Moving in-house from private practice? 3 considerations for your first in-house interview:
There is so much to consider for your first in-house interview, and we have detailed 3 of the most helpful pointers below. For more specific help, please just ask us…
You will hopefully know the answer to this already, and if not then get thinking… This question will always come up. You need to be able to speak convincingly about your motivations for being an in-house lawyer, particularly if it is your first in-house move, as moving out of private practice is such a massive change in direction.
We find that there are two types of lawyers wanting to move into an in-house role. Some are attracted to an in-house move for positive reasons – i.e. seeking a more commercial job, wanting to know a company inside out, being part of the decision making process, wanting a more varied mix of work and not knowing what your day will entail.
Others will be moving for negative reasons – i.e. wanting to move away from the long hours and time recording of private practice, and disliking the pressure on fees and business development. Bear in mind that you will not be particularly attractive to an employer if you fall into the second category.
Competency based questions
We find that competency based questions (i.e. “ please give me an example of a task that you don’t enjoy – how do you motivate yourself to carry out this task?”) often form part of the in-house interview process, so you should be prepared to tackle some of the most common competency questions. A study of the job specification can often yield clues about the qualities the interviewer will be looking for in you.

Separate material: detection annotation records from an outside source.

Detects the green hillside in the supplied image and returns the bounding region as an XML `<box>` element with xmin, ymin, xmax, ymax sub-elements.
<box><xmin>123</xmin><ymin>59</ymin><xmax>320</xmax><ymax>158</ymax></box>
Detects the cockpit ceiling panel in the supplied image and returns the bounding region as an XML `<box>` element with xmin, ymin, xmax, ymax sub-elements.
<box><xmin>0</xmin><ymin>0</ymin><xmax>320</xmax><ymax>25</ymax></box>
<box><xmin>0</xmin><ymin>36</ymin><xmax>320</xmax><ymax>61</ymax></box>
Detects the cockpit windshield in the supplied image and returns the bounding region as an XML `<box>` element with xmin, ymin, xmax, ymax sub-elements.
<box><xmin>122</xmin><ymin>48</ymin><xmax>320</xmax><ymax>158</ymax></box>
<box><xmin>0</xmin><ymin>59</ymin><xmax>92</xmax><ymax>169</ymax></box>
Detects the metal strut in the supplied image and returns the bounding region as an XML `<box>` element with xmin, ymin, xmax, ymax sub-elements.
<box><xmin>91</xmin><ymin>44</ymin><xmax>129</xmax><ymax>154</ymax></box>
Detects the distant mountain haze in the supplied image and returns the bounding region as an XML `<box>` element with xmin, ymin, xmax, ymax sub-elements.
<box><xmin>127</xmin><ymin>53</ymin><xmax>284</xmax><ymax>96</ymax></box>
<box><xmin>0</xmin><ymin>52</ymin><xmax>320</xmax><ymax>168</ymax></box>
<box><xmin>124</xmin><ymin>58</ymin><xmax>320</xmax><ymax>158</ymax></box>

Have a think about how you can back up your answers by using real-life examples which provide evidence of what they are looking for, think about whether you went above and beyond the call of duty, and what you learned from this situation. For example in the question outlined above, the interviewer might be looking for evidence that you are not too proud to do certain tasks and that you can see things through to the end.
A contract review exercise of some kind can often form part of the interview process with certain companies, and we will often recommend that clients incorporate this as it can be a really useful indication of whether you can do the job. Some individuals do these contract reviews with their private practice head on and go into far too much detail.
Generally clients are simply looking for a quick summary of the key issues with the example contract, and a willingness to discuss these in more detail, rather than a detailed critique of each word in every clause… The interviewer will need to be certain that you can quickly identify the key issues and summarise them so that they can be understood by the FD or commercial director, who will probably not have legal training and will simply want to know a yes or no answer.